Penn Relay Weekend (PRIDE in Philadelphia)
Penn Relays, started in 1895, is the oldest track and field event in the United States, taking place the last weekend in April. In addition to the nearly 15,000 people who travel the world for this destination event, Black gays and lesbians have also made this trip to attend a host of parties and other social and educational events. The earliest photographs in this collection date back to April 1954 at a Penn Relay house party. The most recent photographs in this collection show the works of Philadelphia Black Gay Pride, Inc. — a trailblazing organization that has taken this tradition and organized parties and educational opportunities during the weekend and throughout the year.

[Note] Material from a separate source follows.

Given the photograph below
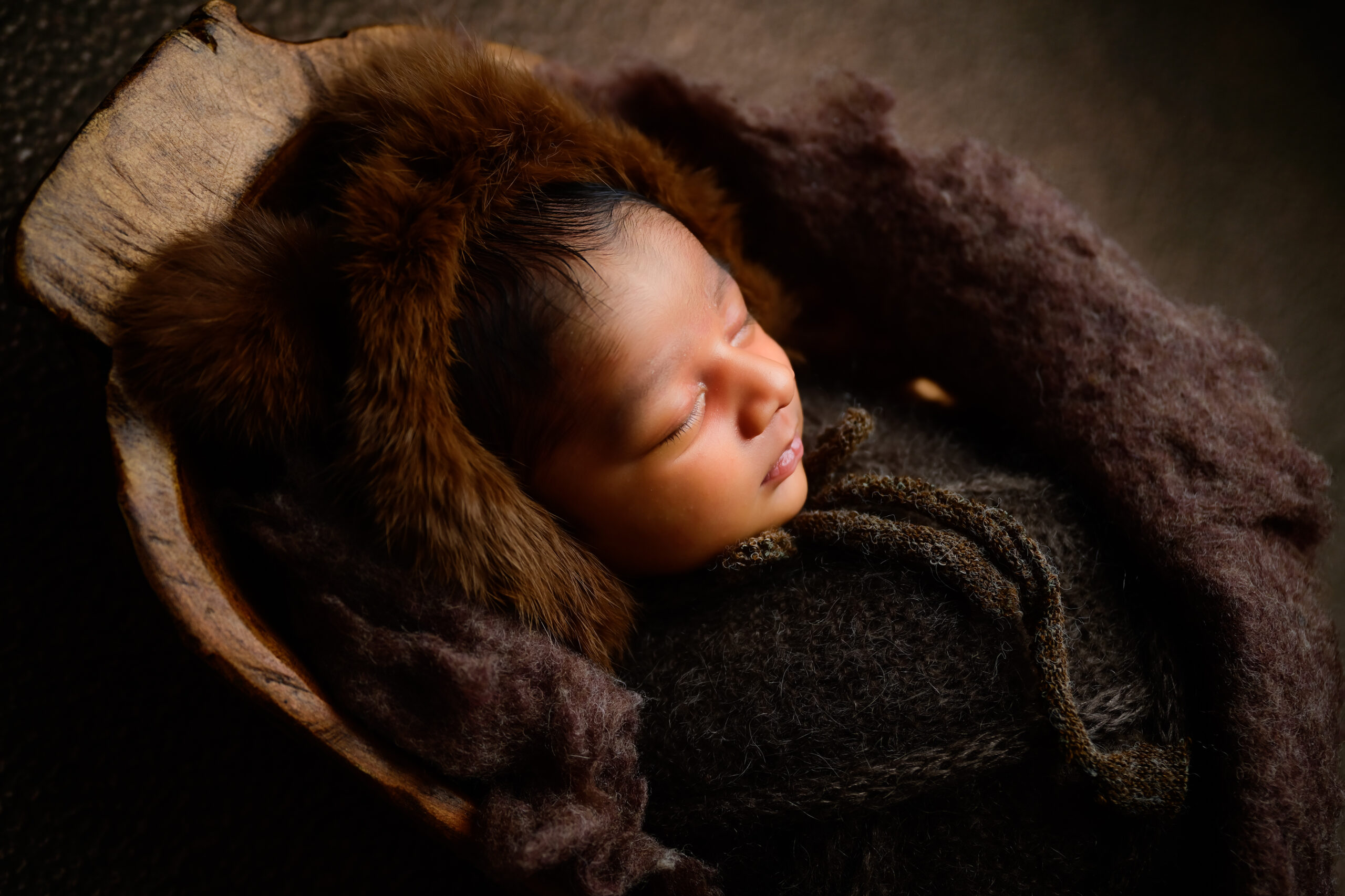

Their efforts over the past years has made the trip to Philadelphia the first stop in the United States’ Black Gay Pride circuit.
Collectively, these items serve as a testament to the existence, longevity and creativity of Philadelphia’s Black LGBT community; and, they seamlessly show that Philadelphia Black gay pride is as old, if not older, than Penn Relays. Black gays have a right to take pride in these accomplishments.
Philadelphia’s transgender community has often been at the forefront of accomplishments and achievements within the larger, Black LGBT communities. These men and women lived, and continue to live, their lives despite the larger society’s conventional thinking. The earlier photographs of individuals within Philadelphia’s transgender community—dating to the early 1960s—illustrate the freedom in which they lived their lives. By being themselves, they have continued to encourage others to exist in freedom.
Videos and Media
Philadelphia’s Black LGBT community consists of many talented creators of film and video. One in particular, Aishah Shahidah Simmons (photographed by Barbara Kigozi), has loaned three of her films to the exhibit: Silence…Broken (1993); In My Father’s House (1996); and, No! The Rape Documentary (2006). There are also several video tapes from past Crystal Balls—The COLOURS Organization, Inc.’s free, annual ballroom competition for house and ballroom community members from around the country.